Sentiment Overview: Week Of September 14th 2007
0 Comments Published September 14th, 2007 in Sentiment
Here’s a quick recap of the sentiment smoke signals this past week:
Market Vane
I covered some interesting discussion on this sentiment survey a few weeks ago. I fail to see how it can be viewed as predictive, rather than contrarian. Especially as this week we see it continuing to go up along with the market’s recovery. This week, Market Vane’s Bulls rose 6% points to 59%. That’s a quick recovery from 52% - the lowest reading since 2003.
AAII
This sentiment reading continues it’s belligerence by having the bears fall 7% points to 35% and the bulls rise 2% to 40%. It never really showed any fear even in the recent market decline. Not even in mid August when other gauges were off the scale. Now, it has recovered along with the market. Basically it hasn’t been of much use.
LowRisk
The bulls in this sentiment survey jumped to 50% and the bears decreased slightly to 41%. Although that may seem ominous, keep in mind that this survey is the most volatile of the lot and is just one variable among many.
Public Shorts
Although not strictly a sentiment indicator, the NYSE public short ratio keeps track of the activity between the specialists and the public as they engage in selling securities short.
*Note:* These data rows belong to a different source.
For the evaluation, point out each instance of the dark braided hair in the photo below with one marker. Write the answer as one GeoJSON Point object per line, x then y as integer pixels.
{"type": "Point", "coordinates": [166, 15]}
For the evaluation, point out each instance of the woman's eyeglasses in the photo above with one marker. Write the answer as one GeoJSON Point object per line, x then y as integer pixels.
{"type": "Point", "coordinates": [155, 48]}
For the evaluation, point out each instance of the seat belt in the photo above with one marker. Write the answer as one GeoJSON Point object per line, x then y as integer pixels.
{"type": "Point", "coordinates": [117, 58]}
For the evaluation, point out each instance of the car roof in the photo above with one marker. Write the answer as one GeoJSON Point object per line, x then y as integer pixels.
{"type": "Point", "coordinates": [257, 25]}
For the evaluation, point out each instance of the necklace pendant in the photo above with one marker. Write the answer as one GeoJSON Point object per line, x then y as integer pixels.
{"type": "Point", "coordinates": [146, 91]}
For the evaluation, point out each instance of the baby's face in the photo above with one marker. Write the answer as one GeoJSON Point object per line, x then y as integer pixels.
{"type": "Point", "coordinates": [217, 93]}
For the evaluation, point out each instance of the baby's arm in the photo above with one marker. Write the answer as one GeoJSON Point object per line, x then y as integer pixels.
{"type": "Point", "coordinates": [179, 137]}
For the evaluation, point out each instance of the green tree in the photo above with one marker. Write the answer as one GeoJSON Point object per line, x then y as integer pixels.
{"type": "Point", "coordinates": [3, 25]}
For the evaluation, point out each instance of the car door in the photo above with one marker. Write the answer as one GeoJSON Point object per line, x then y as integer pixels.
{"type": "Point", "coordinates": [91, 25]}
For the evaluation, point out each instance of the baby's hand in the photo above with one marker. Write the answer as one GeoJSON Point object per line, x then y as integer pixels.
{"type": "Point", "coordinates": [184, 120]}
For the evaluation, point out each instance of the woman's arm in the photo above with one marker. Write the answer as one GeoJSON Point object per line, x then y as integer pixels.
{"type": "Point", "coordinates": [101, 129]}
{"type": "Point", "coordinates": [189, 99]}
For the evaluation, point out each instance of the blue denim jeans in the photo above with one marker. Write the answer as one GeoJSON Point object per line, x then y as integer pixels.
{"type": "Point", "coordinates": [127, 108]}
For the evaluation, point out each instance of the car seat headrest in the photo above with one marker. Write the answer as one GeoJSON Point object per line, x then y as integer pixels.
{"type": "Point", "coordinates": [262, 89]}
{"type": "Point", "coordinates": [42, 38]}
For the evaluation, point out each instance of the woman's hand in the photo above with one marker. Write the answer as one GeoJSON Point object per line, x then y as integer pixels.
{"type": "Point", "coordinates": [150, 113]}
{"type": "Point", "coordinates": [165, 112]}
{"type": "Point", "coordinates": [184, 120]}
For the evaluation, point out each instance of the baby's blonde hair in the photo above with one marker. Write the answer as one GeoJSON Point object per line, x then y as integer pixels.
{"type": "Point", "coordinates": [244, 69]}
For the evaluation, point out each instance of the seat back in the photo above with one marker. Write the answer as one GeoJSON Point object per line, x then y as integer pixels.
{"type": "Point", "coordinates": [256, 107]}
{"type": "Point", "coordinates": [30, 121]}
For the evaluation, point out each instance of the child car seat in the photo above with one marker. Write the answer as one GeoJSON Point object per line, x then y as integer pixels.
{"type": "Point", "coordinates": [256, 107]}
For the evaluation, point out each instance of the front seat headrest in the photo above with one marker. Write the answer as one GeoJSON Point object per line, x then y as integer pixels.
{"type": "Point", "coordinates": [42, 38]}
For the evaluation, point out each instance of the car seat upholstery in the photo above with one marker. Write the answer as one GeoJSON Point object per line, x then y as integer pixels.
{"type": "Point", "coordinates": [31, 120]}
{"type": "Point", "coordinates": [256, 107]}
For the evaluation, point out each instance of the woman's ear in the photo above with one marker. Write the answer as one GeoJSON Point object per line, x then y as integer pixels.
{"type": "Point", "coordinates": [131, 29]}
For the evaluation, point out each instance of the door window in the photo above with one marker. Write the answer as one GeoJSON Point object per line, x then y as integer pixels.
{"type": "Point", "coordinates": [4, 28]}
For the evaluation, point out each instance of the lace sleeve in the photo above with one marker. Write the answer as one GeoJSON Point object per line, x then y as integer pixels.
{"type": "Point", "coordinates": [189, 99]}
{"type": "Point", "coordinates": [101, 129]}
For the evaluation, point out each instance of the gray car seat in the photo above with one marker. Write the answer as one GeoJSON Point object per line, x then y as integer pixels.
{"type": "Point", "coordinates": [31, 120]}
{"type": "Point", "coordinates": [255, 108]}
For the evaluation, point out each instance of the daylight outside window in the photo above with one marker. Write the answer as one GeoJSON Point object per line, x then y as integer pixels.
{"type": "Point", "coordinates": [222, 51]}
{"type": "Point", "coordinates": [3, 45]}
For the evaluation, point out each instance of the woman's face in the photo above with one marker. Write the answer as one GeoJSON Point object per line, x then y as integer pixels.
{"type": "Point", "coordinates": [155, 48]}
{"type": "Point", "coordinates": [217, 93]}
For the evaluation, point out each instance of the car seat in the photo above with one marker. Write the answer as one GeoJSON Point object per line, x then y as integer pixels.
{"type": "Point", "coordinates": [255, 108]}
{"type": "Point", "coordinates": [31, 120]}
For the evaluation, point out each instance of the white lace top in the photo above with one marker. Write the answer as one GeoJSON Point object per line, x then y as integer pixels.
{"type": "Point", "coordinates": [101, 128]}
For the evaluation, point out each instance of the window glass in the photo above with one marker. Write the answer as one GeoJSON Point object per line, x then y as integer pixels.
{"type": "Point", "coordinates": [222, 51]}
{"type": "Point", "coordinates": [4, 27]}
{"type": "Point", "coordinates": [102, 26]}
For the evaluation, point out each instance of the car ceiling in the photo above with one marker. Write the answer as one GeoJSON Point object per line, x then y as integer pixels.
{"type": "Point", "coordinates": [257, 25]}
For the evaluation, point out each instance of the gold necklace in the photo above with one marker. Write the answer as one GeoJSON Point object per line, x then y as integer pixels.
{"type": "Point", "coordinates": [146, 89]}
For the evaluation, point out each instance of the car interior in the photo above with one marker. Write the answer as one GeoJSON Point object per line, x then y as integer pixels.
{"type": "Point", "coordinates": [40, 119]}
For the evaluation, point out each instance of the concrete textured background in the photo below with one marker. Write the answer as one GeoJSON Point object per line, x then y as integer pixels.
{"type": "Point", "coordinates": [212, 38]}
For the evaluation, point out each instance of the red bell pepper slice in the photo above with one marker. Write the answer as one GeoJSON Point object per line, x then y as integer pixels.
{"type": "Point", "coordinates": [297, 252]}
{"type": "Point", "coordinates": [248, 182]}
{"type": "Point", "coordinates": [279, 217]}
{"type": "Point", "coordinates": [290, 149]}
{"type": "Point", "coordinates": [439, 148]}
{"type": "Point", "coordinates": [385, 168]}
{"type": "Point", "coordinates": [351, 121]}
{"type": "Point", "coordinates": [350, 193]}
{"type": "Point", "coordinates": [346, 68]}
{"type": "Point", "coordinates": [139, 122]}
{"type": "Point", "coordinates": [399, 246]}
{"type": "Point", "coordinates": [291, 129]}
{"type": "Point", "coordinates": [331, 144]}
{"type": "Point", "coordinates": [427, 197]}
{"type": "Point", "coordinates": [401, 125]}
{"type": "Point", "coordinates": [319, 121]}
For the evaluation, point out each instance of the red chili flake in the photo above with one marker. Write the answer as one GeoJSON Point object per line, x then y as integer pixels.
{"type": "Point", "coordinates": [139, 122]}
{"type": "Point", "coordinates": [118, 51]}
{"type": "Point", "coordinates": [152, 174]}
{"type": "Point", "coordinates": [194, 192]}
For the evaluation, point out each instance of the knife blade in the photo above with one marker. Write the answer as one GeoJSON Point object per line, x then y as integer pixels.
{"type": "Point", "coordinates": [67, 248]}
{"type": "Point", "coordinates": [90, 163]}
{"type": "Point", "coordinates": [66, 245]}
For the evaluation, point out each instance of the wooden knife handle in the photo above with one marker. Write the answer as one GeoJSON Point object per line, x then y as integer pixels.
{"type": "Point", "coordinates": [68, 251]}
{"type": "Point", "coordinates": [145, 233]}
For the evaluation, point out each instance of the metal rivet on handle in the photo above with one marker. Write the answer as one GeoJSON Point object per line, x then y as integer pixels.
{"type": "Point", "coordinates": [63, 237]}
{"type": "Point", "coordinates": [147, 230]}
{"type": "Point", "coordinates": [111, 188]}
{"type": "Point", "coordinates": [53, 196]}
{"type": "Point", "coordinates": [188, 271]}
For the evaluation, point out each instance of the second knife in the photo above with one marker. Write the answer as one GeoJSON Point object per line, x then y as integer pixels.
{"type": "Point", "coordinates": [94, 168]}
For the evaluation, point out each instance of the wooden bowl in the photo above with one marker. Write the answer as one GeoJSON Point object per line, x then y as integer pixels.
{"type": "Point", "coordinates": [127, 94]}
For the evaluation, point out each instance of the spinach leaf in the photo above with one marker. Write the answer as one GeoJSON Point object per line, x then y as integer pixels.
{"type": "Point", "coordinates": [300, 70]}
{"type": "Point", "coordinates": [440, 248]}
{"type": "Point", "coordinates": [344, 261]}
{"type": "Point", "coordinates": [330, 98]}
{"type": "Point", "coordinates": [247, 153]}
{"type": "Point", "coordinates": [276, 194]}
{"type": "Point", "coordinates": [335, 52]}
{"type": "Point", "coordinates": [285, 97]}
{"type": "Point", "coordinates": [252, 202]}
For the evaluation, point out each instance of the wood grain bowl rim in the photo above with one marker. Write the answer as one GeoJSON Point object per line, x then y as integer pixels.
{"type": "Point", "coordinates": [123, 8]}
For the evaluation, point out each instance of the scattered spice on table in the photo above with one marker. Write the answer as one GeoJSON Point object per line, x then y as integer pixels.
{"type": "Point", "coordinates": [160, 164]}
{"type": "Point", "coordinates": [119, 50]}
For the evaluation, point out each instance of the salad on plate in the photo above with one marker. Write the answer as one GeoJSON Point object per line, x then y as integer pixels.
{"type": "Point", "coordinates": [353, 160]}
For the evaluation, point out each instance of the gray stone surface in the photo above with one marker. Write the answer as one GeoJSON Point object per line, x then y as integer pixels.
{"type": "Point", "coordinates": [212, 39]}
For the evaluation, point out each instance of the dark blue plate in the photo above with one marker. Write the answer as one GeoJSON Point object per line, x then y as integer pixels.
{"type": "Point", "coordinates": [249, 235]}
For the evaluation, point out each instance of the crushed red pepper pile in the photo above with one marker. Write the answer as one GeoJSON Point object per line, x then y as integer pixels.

As the specialist counter-balances transactions made by the public, we get an idea into the mood of the public. Right now things are very skewed. The public has been extremely active in selling stocks short and the specialists extremely active in taking the other side. I’ll leave you to decide which camp you’d prefer to side with.
Economist Cover
I featured some magazine covers as examples of great contrarian sentiment signals last week. Although the cover to the left doesn’t involve the general stock market, it is nevertheless, a great omen for the uranium market.
Thanks to Mr. Obvious (a reader) for the reminder by the way. I had noticed the Economist cover and read the issue but somehow forgot to include it in my “uranium bull market” post.
If you’re long uranium or uranium related stocks, you really have to think twice with this sort of cover coming out. Of course, there are also other factors but sentiment seems to be running a tad too high.
About a year ago I mentioned the powerful, contrary sentiment, punch that magazine covers pack. At the end of April 2006, the Economist did a glowing review of Goldman Sachs (GS) titled “On Top of the World”.
I wrote:
“…the recent Economist cover (above) should send shivers down the backs of anyone who is long Goldman Sachs…”
Here’s what happened to Goldman’s stock price from the time of the article to now:

With the exception of a short term blip that took GS to ~$165, the shares fell from $158/share to a low of $135.75. At best, GS was dead money for around 5 months.
The most recent company to be afflicted with the magazine cover curse was Akamai Technologies (AKAM):

Forbes featured Akamai in a glowing article in late April 2007 titled “Video Prophet”. You may think that the blame should rest squarely on Akamai’s disappointing fourth quarter earnings report but what, if not sentiment, is responsible for expectations being so high in the first place?
A recent Financial Analysts Journal article titled “Are Cover Stories Effective Contrarian Indicators?” by finance professors Tom Arnold, John H. Earl, Jr., and David S. North (from the University of Richmond, Virginia) argues that this sentiment signal shouldn’t be used to go long/short on negative/positive cover stories. Instead, their conclusion is the positive stories signal the end of outperformance for a stock, and negative stories signal the end of underperformance.
If I ever run a company, there will be standing policy to hang up on any and all media calls which may result in cover stories.